Nie odnaleziono żeglarza zaginionego na Bałtyku. Po prawie dziewiętnastu godzinach służby ratownicze zakończyły poszukiwania. W akcji uczestniczyły statki i śmigłowiec marynarki wojennej. Grupa trzech marynarzy płynęła jachtem ze Szwecji do Polski. Do wypadku doszło 12 mil morskich na północ od Karwi. Mężczyzna wypadł za burtę szwedzkiego, którym płynęli Polacy. Panowały tam złe warunki pogodowe, fale były wysokie i wiał silny wiatr.
Zaginiony żeglarz ma 53 lata. Przyczyny wypadku będą ustalać między innymi prokuratura i Izba Morska. Jacht z dwoma pozostałymi żeglarzami, w eskorcie statku ratowniczego, dopłynął do portu we Władysławowie.
***
Aktualizacja 3.10.2015 g.23:50
Na Bałtyku za burtę szwedzkiego jachtu „Nord Vita” wypadł mężczyzna. Wypadek był 12 mil morskich na północ od Karwi. Poszukiwania wciąż trwają. Jak poinformowano Radio Gdańsk w Morskiej Służbie Poszukiwania i Ratownictwa, o północy uczestniczył w nich statek „Sztorm”. Od 6:00 rano będą pracować kolejne dwie jednostki.
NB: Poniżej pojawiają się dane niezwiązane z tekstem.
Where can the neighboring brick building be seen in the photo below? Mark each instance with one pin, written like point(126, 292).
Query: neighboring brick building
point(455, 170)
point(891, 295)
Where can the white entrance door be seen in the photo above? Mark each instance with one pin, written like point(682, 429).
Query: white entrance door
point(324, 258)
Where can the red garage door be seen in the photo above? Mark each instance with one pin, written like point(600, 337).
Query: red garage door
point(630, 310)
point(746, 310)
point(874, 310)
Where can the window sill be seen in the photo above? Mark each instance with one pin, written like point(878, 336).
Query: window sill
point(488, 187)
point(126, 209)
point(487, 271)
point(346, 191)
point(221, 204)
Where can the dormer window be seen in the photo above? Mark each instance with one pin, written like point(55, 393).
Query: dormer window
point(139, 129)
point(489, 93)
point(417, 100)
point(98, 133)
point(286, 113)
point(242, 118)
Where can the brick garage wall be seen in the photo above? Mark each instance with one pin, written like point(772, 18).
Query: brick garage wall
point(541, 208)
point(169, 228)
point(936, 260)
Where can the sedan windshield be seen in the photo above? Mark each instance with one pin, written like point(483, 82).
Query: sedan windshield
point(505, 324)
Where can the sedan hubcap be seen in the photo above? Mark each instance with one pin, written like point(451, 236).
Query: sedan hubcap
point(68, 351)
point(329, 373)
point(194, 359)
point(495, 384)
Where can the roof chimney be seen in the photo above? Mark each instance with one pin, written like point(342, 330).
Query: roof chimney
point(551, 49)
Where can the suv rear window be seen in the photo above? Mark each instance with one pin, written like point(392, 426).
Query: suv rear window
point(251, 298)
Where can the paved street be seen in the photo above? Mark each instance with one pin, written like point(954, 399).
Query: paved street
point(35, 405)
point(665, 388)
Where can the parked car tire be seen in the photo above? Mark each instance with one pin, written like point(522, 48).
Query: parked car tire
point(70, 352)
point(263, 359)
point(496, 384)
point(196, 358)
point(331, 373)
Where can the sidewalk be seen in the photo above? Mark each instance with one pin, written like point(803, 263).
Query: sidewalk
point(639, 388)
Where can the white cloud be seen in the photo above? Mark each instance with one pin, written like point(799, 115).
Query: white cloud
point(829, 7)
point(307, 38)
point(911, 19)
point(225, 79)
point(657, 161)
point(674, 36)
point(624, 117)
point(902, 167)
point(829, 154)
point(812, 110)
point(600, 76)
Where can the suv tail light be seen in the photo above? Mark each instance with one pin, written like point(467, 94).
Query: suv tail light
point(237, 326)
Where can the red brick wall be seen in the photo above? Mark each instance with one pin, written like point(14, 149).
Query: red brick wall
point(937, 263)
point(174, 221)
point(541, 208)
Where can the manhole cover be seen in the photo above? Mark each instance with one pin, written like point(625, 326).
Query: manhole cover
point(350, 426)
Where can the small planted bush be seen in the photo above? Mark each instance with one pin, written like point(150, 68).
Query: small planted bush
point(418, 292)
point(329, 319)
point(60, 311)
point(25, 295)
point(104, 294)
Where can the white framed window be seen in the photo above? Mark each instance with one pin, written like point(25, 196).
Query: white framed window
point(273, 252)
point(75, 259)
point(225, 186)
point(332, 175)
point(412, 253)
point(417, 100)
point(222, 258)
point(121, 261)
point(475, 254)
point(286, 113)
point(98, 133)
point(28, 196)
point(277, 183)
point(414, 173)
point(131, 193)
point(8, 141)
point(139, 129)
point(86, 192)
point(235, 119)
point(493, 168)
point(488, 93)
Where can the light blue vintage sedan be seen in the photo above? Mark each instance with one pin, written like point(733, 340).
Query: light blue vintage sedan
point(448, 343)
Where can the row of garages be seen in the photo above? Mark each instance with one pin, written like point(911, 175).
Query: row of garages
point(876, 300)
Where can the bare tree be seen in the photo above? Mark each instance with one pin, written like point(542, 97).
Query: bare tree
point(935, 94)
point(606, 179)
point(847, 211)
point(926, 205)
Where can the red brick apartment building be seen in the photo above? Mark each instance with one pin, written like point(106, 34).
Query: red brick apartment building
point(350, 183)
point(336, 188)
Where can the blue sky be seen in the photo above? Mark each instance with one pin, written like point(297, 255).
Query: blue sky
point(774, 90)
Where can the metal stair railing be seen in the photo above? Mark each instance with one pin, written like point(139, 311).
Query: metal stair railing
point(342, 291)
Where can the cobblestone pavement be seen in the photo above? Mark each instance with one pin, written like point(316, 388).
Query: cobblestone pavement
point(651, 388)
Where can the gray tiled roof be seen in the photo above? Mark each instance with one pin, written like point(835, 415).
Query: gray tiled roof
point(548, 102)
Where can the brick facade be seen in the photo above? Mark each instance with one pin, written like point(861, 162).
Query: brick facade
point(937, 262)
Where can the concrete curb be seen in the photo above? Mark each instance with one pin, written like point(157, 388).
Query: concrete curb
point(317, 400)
Akcję utrudnia sztormowy wiatr.
Szwedzki jacht z dwoma członkami załogi na pokładzie przed północą- w asyście statku- ratowniczego- dopłynął do portu we Władysławowie.
**********
Aktualizacja 21:00
Człowiek za burtą na Bałtyku. Ratownicy szukają żeglarza ze szwedzkiego jachtu „Nord Vita”. – Mężczyzna wypadł za burtę 12 mil morskich na północ od Karwi – poinformowała Mirosława Więckowska, rzeczniczka Morskiej Służby Poszukiwania i Ratownictwa. W akcji uczestniczą: statki ratownicze „Huragan”, „Bryza” i „Sztorm” oraz śmigłowiec Marynarki Wojennej z Darłowa. Szwedzki jacht z dwoma członkami załogi na pokładzie próbuje dopłynąć do portu we Władysławowie. Na morzu są sztormowe warunki.